The Complete PoemsCalliope, 2006
Since Chopin's Nocturnes we know how much we have in Pascal Amoyel a poet of the piano.
No wonder he tackles a repertoire that does not just capitalize on the name "poem", but, above all, evolves - like the Nocturnes - in a particular sound universe. A dizzying shortcut, it is at the edge of the two worlds, in the largest work on the disc, the Poem-Nocturne op. 61, that Pascal Amoyel definitively enters the court of the great scriabiniens. It translates all of these resonances, these mysteries and this suspension of music.
To be a poet of the piano is to create atmospheres while respecting the musical framework. This is what Pascal Amoyel is doing once again here. He also finds, in this hall of the Abbey of Pontlevoy and through a capturing of an absolute taste, a framework ideally suited to his playing style and his universe. We would be told that these musical ghosts appeared to him at 3 am in the candlelight that we would not be more surprised! This evocation will perhaps give you an idea of the Scriabinian spheres that Pascal Amoyel seeks to reach ...

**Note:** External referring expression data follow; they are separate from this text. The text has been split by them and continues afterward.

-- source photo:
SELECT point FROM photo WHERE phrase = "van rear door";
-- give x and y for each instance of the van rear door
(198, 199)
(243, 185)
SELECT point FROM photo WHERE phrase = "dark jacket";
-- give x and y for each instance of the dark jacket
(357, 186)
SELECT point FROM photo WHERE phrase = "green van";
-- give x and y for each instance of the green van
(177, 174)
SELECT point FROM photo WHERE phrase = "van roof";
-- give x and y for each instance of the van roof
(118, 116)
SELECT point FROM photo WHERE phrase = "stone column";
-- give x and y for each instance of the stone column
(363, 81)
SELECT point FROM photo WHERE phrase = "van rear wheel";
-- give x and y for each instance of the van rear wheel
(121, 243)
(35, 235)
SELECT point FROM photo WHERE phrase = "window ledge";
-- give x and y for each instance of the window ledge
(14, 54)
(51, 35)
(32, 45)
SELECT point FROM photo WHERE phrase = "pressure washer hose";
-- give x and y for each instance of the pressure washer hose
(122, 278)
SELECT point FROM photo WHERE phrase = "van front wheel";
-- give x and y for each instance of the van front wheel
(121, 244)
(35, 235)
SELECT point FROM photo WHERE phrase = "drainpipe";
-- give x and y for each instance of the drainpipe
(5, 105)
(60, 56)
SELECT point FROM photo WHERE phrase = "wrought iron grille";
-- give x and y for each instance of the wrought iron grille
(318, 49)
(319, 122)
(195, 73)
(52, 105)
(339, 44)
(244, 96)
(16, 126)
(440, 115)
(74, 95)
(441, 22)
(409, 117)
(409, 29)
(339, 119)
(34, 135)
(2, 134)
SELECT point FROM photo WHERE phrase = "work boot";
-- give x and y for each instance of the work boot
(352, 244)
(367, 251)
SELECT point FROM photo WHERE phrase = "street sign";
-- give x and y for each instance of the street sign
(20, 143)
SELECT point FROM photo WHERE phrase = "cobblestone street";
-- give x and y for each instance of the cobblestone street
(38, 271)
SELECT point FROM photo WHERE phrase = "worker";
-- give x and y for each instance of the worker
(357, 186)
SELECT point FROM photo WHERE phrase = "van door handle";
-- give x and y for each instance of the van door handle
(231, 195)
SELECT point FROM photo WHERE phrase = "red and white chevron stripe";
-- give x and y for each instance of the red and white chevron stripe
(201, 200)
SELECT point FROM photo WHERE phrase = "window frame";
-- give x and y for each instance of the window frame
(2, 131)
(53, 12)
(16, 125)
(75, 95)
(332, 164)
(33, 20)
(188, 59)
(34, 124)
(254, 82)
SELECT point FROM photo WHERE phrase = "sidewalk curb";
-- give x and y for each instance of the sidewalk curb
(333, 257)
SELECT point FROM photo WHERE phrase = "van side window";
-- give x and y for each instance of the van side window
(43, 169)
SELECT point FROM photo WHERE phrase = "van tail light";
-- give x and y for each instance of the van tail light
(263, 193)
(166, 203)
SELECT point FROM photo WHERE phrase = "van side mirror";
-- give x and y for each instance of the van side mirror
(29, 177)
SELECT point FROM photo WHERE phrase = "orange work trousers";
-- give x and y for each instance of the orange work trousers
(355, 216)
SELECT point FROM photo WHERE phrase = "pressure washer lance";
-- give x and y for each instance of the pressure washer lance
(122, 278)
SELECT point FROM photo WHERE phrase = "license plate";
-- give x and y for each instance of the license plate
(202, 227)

The game gives the impression of absolute freedom. It also perfectly gives the feeling of a night escape and a style like no other. Pascal Amoyel integrated the musical and technical complexity (the rhythm!) Of these late Scriabin pieces to then provide an escape. The juxtaposition of these musical visions with the previous versions of "pianists" is sometimes dizzying.
Alain Cochard, Diapason, 2006
Le toucher de Pascal Amoyel vient renforcer l’étrangeté et le mysticisme d’une conception très poignante. On se laisse envoûter par un remarquable Poème-Nocturne » [...], comme par tout un programme tendu par l’ultime Poème op. 72 Vers la Flamme… Pas un crépitement de brasier, mais une flamme sombre, d’un voluptueux mystère - à l’image du disque tout entier.